Materials and Methods
All studies were conducted in accordance with rules and regulations of the Subcommittee on Research Animal Care at the Massachusetts General Hospital, Boston, Massachusetts. Adult male Sprague-Dawley rats (230–350 g) were purchased from Charles River Laboratories (Wilmington, MA) and housed in the Massachusetts General Hospital Center for Comparative Medicine animal care facility. All drugs were administered through a femoral venous catheter preimplanted by the vendor before animal delivery to our animal care facility.
Etomidate was purchased from Bachem (Torrance, CA). Spacer-linked etomidate esters and the (R
)-enantiomer of metomidate were synthesized (more than 97% purity) either within our laboratory or by Aberjona Laboratories (Beverly, MA), essentially using the approach described previously.9
Step 1: Synthesis of (R)-1-(1-phenylethyl)-1H-imidazole-5-carboxylic Acid (Hydrolyzed Etomidate).
(R)-ethyl-1-(1- phenylethyl)-1H-imidazole-5-carboxylate. HCl [(R)-etomidate HCl] in methanol and 10% aqueous NaOH was refluxed for 30 min. After cooling, the solution was neutralized with 12 M HCl. The mixture was dried by rotary evaporation, the residue suspended in methanol-dichloromethane 1:4 v/v, and the sodium chloride removed by filtration. (R)-1-(1-phenylethyl)-1H-imidazole-5-carboxylic acid was obtained by chromatography on a silica gel column equilibrated with methanol-dichloromethane 1:4 V/V.
Step 2: Synthesis of Spacer-linked Etomidate Esters and Metomidate.

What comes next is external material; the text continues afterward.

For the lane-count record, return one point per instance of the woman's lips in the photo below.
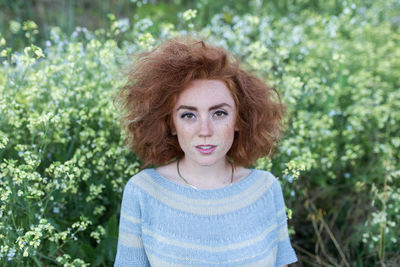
(206, 149)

Each spacer-linked etomidate ester (and metomidate) was synthesized by esterification of (R
-imidazole-5-carboxylic acid with the appropriate alcohol (fig. 2
), using the coupling agent 1-ethyl-3-[3-(dimethylamino)propyl]carbodiimide hydrochloride and the nucleophilic catalyst 4-(dimethyamino)pyridine. Except for methyl 3-hydroxy-3-methylbutanoate, which we synthesized, all alcohols were available commercially. The final product was then purified on a silica gel column and the purity confirmed by high-performance liquid chromatography.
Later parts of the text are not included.